Discovery Point Blog
Gardening with Children
Are you looking for a project to keep your children busy this summer that is both educational and exciting? Children love being hands-on and don’t mind getting a little dirty, making gardening a fun activity that enables them to experience the power of nature.
Gardening also teaches children about the importance of patience and care. This hands-on activity will also give them a better understanding of where some of their favorite foods and flowers come from.

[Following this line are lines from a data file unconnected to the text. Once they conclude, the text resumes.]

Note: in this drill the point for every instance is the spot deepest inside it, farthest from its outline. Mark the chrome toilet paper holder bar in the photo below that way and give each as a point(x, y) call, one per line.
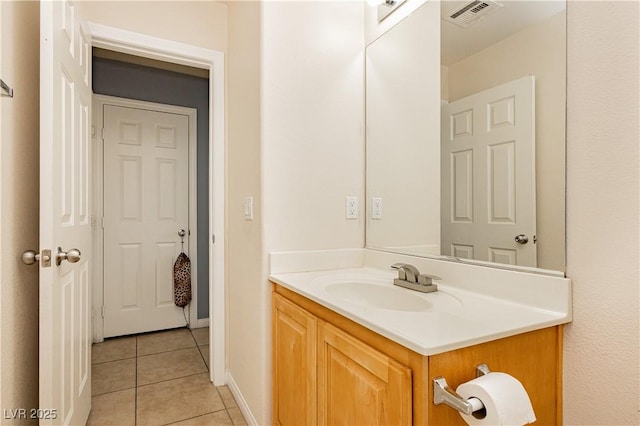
point(443, 394)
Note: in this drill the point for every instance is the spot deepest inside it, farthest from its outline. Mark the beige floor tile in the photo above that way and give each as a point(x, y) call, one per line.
point(227, 396)
point(164, 341)
point(204, 350)
point(169, 365)
point(116, 408)
point(113, 376)
point(236, 416)
point(113, 349)
point(201, 335)
point(175, 400)
point(220, 418)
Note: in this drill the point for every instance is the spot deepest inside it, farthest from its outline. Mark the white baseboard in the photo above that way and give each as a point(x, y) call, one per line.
point(202, 322)
point(242, 403)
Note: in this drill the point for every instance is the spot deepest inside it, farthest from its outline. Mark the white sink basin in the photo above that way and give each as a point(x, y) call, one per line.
point(378, 296)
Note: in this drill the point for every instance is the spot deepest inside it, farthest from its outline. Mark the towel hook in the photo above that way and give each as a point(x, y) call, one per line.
point(6, 90)
point(182, 233)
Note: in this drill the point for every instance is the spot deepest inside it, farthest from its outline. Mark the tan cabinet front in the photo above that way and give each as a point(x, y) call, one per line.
point(357, 385)
point(294, 364)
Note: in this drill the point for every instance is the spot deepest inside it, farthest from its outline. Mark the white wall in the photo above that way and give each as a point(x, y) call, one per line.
point(403, 132)
point(248, 325)
point(312, 124)
point(601, 355)
point(312, 88)
point(19, 149)
point(199, 23)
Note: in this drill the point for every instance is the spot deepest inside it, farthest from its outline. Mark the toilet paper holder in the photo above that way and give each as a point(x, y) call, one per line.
point(443, 394)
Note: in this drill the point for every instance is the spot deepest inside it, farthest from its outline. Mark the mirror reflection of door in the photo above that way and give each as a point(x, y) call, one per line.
point(488, 175)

Of course, you might need to take a slightly different approach to gardening with your child than you would if you were gardening on your own. Depending on your child’s age, you may want them to take charge of certain tasks while leaving others for you to handle. Read on for some of our suggestions to make this activity a fun and productive way to spend the summer months.
Indoor Gardening Tips
No outdoor space? No problem! You can get your child involved in planting and sprouting even without the luxury of a yard or flowerbed. There are a number of household items that can be creatively used as indoor gardens, as well as plenty of plants that grow well indoors.
No Soil Needed
For a quick and easy introduction to gardening, start with what you have. For many growing projects, you don’t even need seeds or soil! Did you now you can actually watch plants grow from water and what would have otherwise been kitchen scraps?

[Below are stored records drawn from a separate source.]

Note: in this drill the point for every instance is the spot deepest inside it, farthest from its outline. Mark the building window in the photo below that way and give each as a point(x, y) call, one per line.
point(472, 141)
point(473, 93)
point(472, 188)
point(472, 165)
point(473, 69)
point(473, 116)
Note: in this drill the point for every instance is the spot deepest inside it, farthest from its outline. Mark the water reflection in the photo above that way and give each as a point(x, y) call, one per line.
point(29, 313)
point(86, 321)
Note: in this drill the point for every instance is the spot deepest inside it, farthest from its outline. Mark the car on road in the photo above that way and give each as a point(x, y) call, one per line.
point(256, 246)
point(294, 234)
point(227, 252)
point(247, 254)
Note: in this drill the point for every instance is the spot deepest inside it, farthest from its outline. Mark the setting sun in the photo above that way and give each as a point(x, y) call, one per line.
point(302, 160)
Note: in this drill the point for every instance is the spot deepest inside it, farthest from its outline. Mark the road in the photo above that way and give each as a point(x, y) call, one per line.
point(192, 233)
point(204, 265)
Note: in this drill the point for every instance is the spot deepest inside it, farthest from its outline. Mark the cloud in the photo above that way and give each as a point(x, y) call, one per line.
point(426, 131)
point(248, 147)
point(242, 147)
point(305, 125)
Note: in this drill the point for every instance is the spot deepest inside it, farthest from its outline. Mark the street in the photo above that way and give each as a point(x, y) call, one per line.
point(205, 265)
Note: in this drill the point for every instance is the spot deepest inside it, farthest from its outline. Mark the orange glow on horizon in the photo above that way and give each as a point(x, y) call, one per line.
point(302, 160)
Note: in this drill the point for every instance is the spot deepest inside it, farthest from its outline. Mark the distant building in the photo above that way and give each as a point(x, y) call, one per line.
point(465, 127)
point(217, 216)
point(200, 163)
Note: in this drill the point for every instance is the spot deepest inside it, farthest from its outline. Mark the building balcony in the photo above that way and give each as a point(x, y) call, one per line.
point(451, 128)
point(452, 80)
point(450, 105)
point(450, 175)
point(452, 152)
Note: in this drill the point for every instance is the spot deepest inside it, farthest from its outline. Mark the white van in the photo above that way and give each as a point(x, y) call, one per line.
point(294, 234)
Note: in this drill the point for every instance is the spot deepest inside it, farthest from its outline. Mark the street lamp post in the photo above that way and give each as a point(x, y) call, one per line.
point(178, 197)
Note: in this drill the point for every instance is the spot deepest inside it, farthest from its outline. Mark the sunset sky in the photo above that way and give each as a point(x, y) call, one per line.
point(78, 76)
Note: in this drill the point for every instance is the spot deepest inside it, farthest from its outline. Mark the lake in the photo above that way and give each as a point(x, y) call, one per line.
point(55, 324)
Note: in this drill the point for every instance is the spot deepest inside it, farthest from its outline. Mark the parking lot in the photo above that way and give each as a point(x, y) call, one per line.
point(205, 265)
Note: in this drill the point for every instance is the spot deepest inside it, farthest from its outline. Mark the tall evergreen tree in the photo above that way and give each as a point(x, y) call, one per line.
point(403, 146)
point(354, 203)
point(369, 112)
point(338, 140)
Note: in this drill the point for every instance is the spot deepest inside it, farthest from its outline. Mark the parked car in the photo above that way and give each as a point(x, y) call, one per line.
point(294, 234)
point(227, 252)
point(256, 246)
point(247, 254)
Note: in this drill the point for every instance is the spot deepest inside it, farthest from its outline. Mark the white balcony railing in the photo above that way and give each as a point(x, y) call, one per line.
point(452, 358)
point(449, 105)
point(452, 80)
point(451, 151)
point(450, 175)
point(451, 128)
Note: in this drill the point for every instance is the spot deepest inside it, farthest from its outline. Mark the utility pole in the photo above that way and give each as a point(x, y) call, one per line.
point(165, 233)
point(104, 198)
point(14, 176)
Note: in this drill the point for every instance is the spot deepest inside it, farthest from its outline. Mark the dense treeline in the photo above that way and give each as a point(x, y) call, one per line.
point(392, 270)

Celery is really easy to grow indoors. Just take the bottom of a celery bunch and place it in a glass cup or dish that has been filled with a small amount of water. Within a couple of days, you’ll notice the growth of stalks and leaves that can then be enjoyed as part of your favorite dish. Check out these easy instructions for regrowing celery.
Sweet potatoes are also easy to grow in water. Not only are their leaves and stems edible, but they’re often used for decoration. To sprout a sweet potato, keep half of it submerged in water in a jar or glass (toothpicks can be used to prevent the top half from falling into the water). You can even plant the sprouts in a container to produce more sweet potatoes if you can find a spot where they’ll get plenty of sunlight. Get more tips for growing sweet potatoes here.
Easy Container Projects
With a bit of soil, you can grow many other plant types – both flowers and vegetables – indoors. Mason jar terrariums are particularly fashionable at the moment and are a great way for your child to display their tiny gardens. Cans, eggshells, juice boxes, and certain toys (such as toy trucks) can also be made into fun makeshift containers and raised beds.

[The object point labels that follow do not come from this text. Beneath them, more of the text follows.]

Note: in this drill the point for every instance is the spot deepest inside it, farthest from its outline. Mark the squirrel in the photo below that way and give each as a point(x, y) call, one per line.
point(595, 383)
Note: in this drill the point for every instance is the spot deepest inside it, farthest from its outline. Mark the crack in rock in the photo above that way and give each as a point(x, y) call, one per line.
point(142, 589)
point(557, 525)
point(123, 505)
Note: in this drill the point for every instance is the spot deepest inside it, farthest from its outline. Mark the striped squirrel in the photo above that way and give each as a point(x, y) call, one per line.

Find ideas for starting and caring for container gardens here.
Outdoor Gardening Tips
If you have plenty of outdoor space to work with, getting your child involved in gardening outdoors is an excellent physical activity that also stimulates creativity. If possible, give your child their own garden beds so they can really take ownership of the process.
This can be a very small area or even a repurposed sandbox. Just make sure it has plenty of quality soil and light. After all, you want to set your child up to be able to enjoy the fruits of their labor.
Choose Your Tools Wisely
While plastic child-sized gardening tools are popular toys, they’re mainly meant for imaginary gardens. The last thing you want is your child’s tool to break while they’re digging in the soil, as this will only lead to frustration.
Spend some time locating solid tools that will fit your child’s hands and make them feel like they’re really making a difference, not simply playing along. We also recommend getting your child their own gardening gloves, an apron, and an outdoor hat to protect them from the sun.
Starting from seeds, rather than purchasing seedlings, will help your child understand the full process of growing a plant. When the tiniest sprouts start shooting up from the soil, it will truly be like magic! You may want to begin this process indoors (see above) and then transplant the seedlings to the outdoor garden once they’ve matured.
Appreciate the Harvest
Give your child the chance to appreciate and enjoy the bounty they’ve produced, no matter how small it is. If they’ve grown flowers, suggest that they place a few in a vase on the dinner table so everyone can enjoy them. Or, they can press and dry some of the petals as a souvenir of an exciting summer. If edible products are the result of their gardening efforts, ensure they are able to participate in preparing and serving their crops, even if there’s only a bite or two for each family member.
Looking for more ideas? There are plenty of online resources directed at promoting children’s education through gardening. Sisters Grimm is a great place to start. Kidsgardening.org is a great gardening resource, as well. With a little bit of creativity and patience, you can help open up a whole new world to your child that leads to an increased appreciation of the beauty that nature has to offer.